On my Way Home from the Terror Attack

On my Way Home from the Terror Attack

This morning, baby Yonatan and I went to the Machaneh Yehuda market to buy some patches for the fraying elbows of my husband’s favorite sweater.

On the way home, I started seeing lots of siren-ning ambulances racing past me.

Before I even knew what had happened, I SMSed my husband. “I hear a lot of sirens, maybe there was a terror attack, but I am fine and on my way home.”

Then I saw a young woman bent over her smartphone, and I asked her what had happened. “There was a terror attack by the shuk…”

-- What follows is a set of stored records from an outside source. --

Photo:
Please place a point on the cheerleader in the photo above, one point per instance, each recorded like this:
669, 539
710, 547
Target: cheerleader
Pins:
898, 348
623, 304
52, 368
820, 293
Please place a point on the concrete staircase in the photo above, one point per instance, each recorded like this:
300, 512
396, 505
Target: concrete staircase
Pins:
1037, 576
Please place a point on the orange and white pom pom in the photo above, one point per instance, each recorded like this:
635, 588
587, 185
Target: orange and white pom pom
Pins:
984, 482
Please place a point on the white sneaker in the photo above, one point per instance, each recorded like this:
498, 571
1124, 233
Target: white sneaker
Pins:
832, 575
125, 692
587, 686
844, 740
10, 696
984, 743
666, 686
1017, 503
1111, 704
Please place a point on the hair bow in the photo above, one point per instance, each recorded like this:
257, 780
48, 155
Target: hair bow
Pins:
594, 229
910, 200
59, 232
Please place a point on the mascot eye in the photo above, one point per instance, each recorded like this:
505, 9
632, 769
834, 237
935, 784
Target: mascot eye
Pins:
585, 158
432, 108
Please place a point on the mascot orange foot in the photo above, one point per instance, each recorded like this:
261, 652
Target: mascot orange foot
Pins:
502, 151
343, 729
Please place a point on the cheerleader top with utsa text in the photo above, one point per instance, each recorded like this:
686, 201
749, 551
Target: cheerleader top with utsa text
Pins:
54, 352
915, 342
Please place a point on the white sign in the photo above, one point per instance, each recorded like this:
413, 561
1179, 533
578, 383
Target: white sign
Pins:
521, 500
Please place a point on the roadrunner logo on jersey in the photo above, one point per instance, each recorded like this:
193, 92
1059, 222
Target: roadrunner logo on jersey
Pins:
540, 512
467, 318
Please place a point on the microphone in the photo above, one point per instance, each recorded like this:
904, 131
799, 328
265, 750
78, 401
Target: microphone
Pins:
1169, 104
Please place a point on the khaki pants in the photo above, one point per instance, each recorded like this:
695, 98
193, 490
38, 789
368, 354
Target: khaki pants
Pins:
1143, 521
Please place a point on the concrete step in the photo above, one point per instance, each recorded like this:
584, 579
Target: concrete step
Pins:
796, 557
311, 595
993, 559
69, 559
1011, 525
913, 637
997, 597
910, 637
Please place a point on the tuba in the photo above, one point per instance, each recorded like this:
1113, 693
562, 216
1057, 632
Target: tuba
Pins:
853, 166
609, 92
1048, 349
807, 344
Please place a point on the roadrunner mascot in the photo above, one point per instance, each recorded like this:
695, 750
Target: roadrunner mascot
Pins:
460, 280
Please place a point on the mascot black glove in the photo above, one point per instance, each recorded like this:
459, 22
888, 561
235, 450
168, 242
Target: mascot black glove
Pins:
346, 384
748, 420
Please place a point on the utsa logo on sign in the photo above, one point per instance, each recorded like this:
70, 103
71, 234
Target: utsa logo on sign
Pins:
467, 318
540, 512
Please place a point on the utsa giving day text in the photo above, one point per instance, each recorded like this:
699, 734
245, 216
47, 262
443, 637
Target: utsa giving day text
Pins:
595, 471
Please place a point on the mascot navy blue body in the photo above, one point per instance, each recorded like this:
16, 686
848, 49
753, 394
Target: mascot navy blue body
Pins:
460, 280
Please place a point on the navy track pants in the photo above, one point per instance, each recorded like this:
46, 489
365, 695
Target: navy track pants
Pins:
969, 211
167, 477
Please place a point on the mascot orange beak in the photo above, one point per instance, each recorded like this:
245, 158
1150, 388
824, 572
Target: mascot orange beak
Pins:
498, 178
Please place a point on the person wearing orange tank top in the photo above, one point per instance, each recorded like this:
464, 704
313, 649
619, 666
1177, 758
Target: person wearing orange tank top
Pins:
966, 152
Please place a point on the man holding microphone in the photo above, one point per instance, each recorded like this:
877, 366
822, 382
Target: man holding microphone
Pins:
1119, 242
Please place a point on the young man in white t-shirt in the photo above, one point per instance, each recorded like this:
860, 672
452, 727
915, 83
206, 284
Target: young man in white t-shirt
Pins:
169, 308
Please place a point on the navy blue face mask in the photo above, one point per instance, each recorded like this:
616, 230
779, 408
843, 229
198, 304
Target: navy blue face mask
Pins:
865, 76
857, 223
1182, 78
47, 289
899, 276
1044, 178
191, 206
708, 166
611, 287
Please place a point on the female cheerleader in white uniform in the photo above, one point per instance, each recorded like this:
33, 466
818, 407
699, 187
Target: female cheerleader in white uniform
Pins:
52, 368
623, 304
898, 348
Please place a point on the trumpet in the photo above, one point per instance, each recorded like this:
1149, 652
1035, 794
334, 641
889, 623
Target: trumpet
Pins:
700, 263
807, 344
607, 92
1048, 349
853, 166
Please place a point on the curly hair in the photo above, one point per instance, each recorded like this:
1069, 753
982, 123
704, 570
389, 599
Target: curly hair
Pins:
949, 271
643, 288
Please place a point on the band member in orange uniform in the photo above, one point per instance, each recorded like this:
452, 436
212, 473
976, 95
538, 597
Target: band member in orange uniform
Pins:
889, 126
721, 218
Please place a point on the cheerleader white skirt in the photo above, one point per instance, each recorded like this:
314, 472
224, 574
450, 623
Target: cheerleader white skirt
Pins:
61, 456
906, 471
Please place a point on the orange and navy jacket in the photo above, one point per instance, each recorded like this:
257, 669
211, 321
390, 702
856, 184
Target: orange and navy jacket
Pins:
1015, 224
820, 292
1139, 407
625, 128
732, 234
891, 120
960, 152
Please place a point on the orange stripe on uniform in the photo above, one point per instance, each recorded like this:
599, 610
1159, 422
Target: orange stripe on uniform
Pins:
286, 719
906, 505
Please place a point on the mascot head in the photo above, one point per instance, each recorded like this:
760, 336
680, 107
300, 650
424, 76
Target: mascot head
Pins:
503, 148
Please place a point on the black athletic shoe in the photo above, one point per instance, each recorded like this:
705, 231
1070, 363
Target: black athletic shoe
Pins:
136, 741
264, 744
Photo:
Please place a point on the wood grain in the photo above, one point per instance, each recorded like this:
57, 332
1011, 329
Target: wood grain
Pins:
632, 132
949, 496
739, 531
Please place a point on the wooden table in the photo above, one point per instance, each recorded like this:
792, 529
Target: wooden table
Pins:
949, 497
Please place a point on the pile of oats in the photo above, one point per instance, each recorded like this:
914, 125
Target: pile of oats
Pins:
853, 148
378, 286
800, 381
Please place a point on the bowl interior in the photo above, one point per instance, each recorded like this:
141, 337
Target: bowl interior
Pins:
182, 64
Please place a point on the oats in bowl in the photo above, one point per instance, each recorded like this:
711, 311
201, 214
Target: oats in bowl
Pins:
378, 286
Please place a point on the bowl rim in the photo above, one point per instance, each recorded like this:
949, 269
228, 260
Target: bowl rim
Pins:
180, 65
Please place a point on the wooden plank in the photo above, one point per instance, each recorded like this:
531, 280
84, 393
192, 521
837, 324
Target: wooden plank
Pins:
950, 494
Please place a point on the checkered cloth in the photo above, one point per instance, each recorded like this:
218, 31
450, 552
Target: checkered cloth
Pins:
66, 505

“I was just there a few minutes ago…”

I don’t remember her reaction, but I remember mine.

For a few minutes, like right after the dentist administers the anesthetic, I felt fine. I SMSed my older daughters who attend high school outside of Jerusalem and told them we were all OK. And then I started to feel the warm numbness of shock passing through my body.

And I remembered when I felt that warm numbness of shock 26 years ago.

I was a freshman at Bowdoin College, and our dorm counselors decided the entire dorm would play a game called Assassin.

It was supposed to be really fun, and help the 80-something students living in the dorm get to know each other.

This is how the game worked. Every student got a water gun, and was assigned another student to assassinate. Then he or she had to assassinate the person the victim was supposed to assassinate. And so forth and so on until there is only one survivor left–the Coleman Hall winner!

Coleman Hall

Coleman Hall

I don’t usually play games. But for whatever reason, I got deeply engrossed in this one.

Over the course of 2 weeks, I stalked and assasinated 13 of my dormmates–at gym practice, before economics class, in the cafeteria.

And I did everything within my power to avoid public places where I might get assassinated. I stopped going to the library, spending time on the quad, and eating in the cafeteria (I would pick up a bag lunch instead, and eat it in my locked dorm room.)

I would rush from one place to the other, with my heart racing. I wanted to survive!

And I was certain I would survive until one day, when I was in the language lab watching the Soviet news by satellite as I did every day after lunch (I was a Russian and government major), a girl from Coleman Hall, acting on inside information I presume, found me and assassinated me.

The warm numbness of shock filled my body within minutes, and lasted for several weeks.

It was the first time I discovered, as I have many times since, that careful people die too.

But today, coming home from the market, was different than getting assassinated 26 years ago.

Because today, through the numbness, I looked around me and felt flooded by the light of Hashem and my love for Eretz Yisrael.

4 comments

  1. Jenny,

    What’s so amazing is that I walked right by these two women terrorists five minutes before they started stabbing. Hashem did me SUCH a chesed. Obvious and revealed, but what about the 24 hours of the day that He does chesed for us and we don’t see it….it’s amazing. b”H.

    Bsorot tovot!

    Elana

  2. did you see them? I watched the video of them walking around, they looked so innocent, I would have never suspected them!

  3. oy! We have to go around feeling protected, but my heart goes out to those that were hurt and their families. It is not an easy world we live in….

  4. yehudis chana

    Thank you for sharing your thoughts and feelings. Thank you.